It seems "auf Wiedersehen" is the German version of the French "au revoir" and the Italian "arrivederci". They all follow the same format:
(auf/au/a) - onto/to/until
(Wieder/re-/ri-) - again
(sehen/voir/vederci) - to see / we see each other
so, basically, "until we see each other again" / "see you"
i put until next time and it accepted that. I mean, technically in English we would more likely say until next time, as opposed to saying until we see each other again, and accept them as interchangeable it just adds further to the confusion about what exact terminology you're using. :/
Tschüss means bye. And auf weidersehen means till we meet again. Its like the difference between guten tag and hallo. One translates to good day, and the other translates to hello. It informal and formal. Another example which may help somewhere else is du and Sie, Sie is like, sir and du is just you. Now Sie is very different from sie, though spelled exactly the same they mean very different things. One is a noun while the other is a pronoun so its easy to tell them apart, because all nouns are capitolized and pronouns and nouns are used differently in sentences. Though I am assuming, it is possible that german sentences are formed differently than english. However as they are sister languages it is a safe assumption.
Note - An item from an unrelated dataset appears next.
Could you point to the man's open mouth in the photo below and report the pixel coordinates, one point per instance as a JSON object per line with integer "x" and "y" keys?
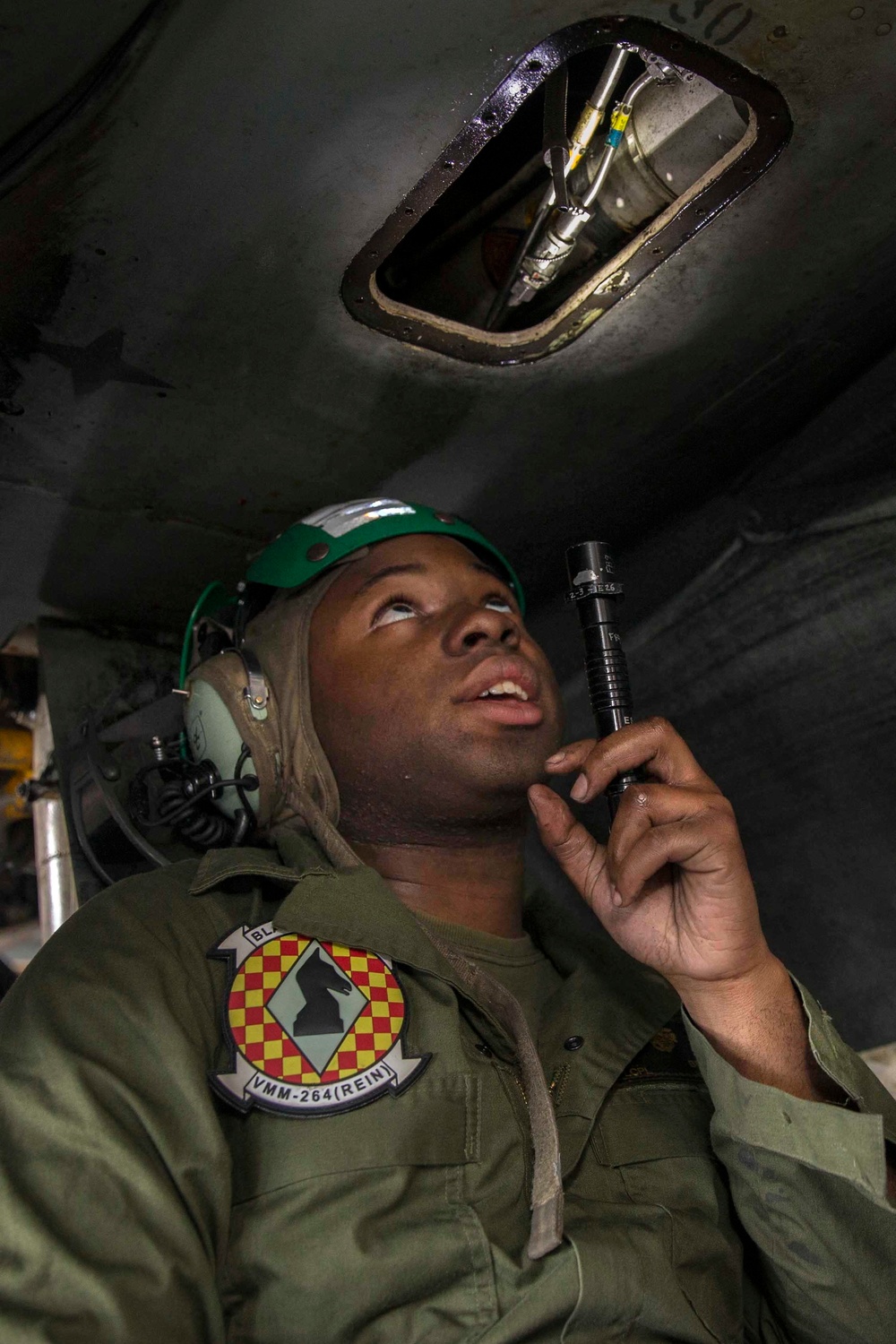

I really hope this helped.
I looked up the IPA transcription and it's: /aʊ̯f ˈviːdɐˌzeːn̩/ the two dots after the 'e' symbolize a prolonged vowel, so yes, it is like 'ze-en' except you don't have to stretch it for long. The audio here: http://en.wiktionary.org/wiki/auf_Wiedersehen is nice and clear! If you listen carefully and for several times, I'm sure you'll understand! ~Hope I helped~
Being native Italian, fluent in French and not so bad in English I find the study of German so fun, to me lot of resemblance with english, but I'm sure native english won't agree. In other cases some words are similar to latin languages. Take "Zitrone", french "citron" italian "limone". And many many more.